Le fichier pico_cmd.csv résultant a la structure suivante :

# Lignes 1–10 000      préambule de silence (5 ms × 2 Msps = 10 000 échantillons)
0, 0
...
# Lignes 10 001–14 418  SYNC ON  (2209 µs × 2 = 4418 échantillons)
2000, 0
...
# Lignes 14 419–15 246  SYNC OFF (414 µs × 2 = 828 échantillons)
0, 0
...
# Lignes 15 247–…       bits de données pour 'p','i','c','o','_','r','u','m' (MSB first)
#   'p' = 0x70 = 0b01110000
#   bit7=0 : 1560 × "2000,0"  +  864 × "0,0"
2000, 0
...
0, 0
...
#   bit6=1 : 752 × "2000,0"  +  1672 × "0,0"
2000, 0
...

Chacune des 4 répétitions se termine par un bloc de silence de 20 000 échantillons (10 ms).

Étape 6 : transmettre avec bladeRF-cli

Le CSV étant prêt, on appelle le CLI du BladeRF pour transmettre avec les paramètres du PDF : 433,92 MHz, 2 Msps :

def transmit(filename, repeats=10):
    """Appelle bladeRF-cli avec la bonne fréquence / sample rate / gain."""

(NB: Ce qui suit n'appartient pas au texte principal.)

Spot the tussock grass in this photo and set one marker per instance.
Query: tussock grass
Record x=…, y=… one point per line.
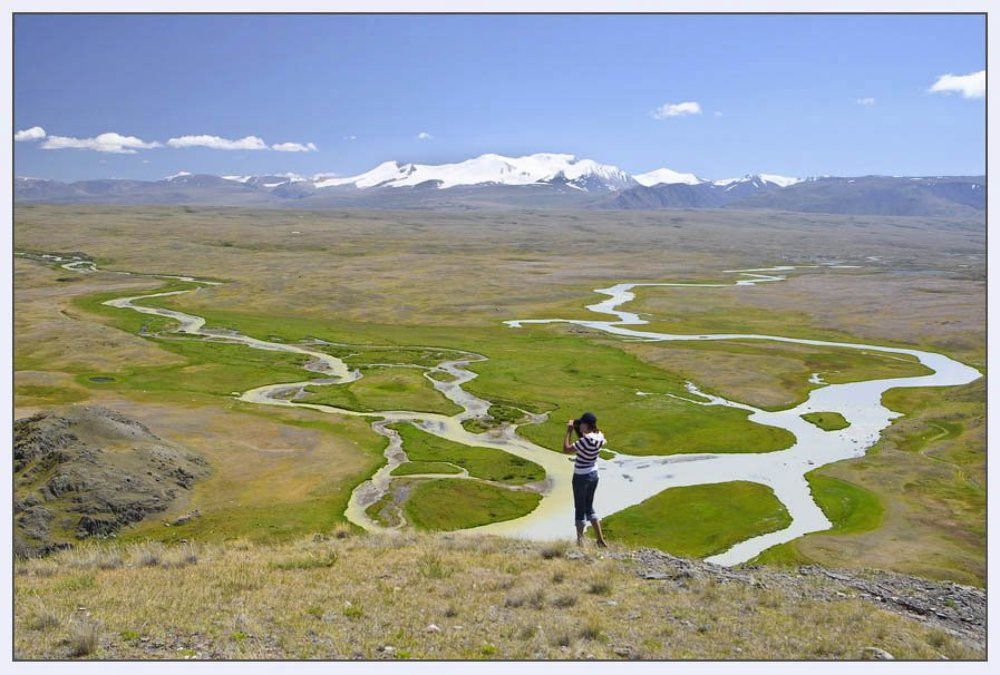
x=84, y=638
x=489, y=598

Pour lancer tout le pipeline en une commande :

python pico_cmd.py rum

Ou pour transmettre manuellement un CSV déjà généré :

bladeRF-cli \
  -e "set frequency tx1 433920000" \
  -e "set samplerate tx1 2000000" \
  -e "set bandwidth tx1 1500000" \
  -e "set gain tx1 60" \
  -e "tx config file=pico_cmd.csv format=csv channel=1 repeat=2" \
  -e "tx start" \
  -e "tx wait"

Flag

Une fois que le beeper reçoit pico_rum, il affiche le flag à l’écran :

ph0wn{rum_is_pirate_drink}

Conclusion

Ce challenge était aussi noté easy/medium au Ph0wn. Les paramètres du protocole sont tous documentés dans le PDF, il n’y a rien à deviner. La difficulté réside dans la traduction de ces timings en un signal concret : comprendre comment l’encodage OOK et PWM fonctionnent ensemble, convertir les durées d’impulsion en échantillons IQ à un sample rate donné, et assembler la trame complète avec sync, bits de données et répétitions. C’est un exercice pratique pour passer d’une spécification de protocole à une transmission radio fonctionnelle.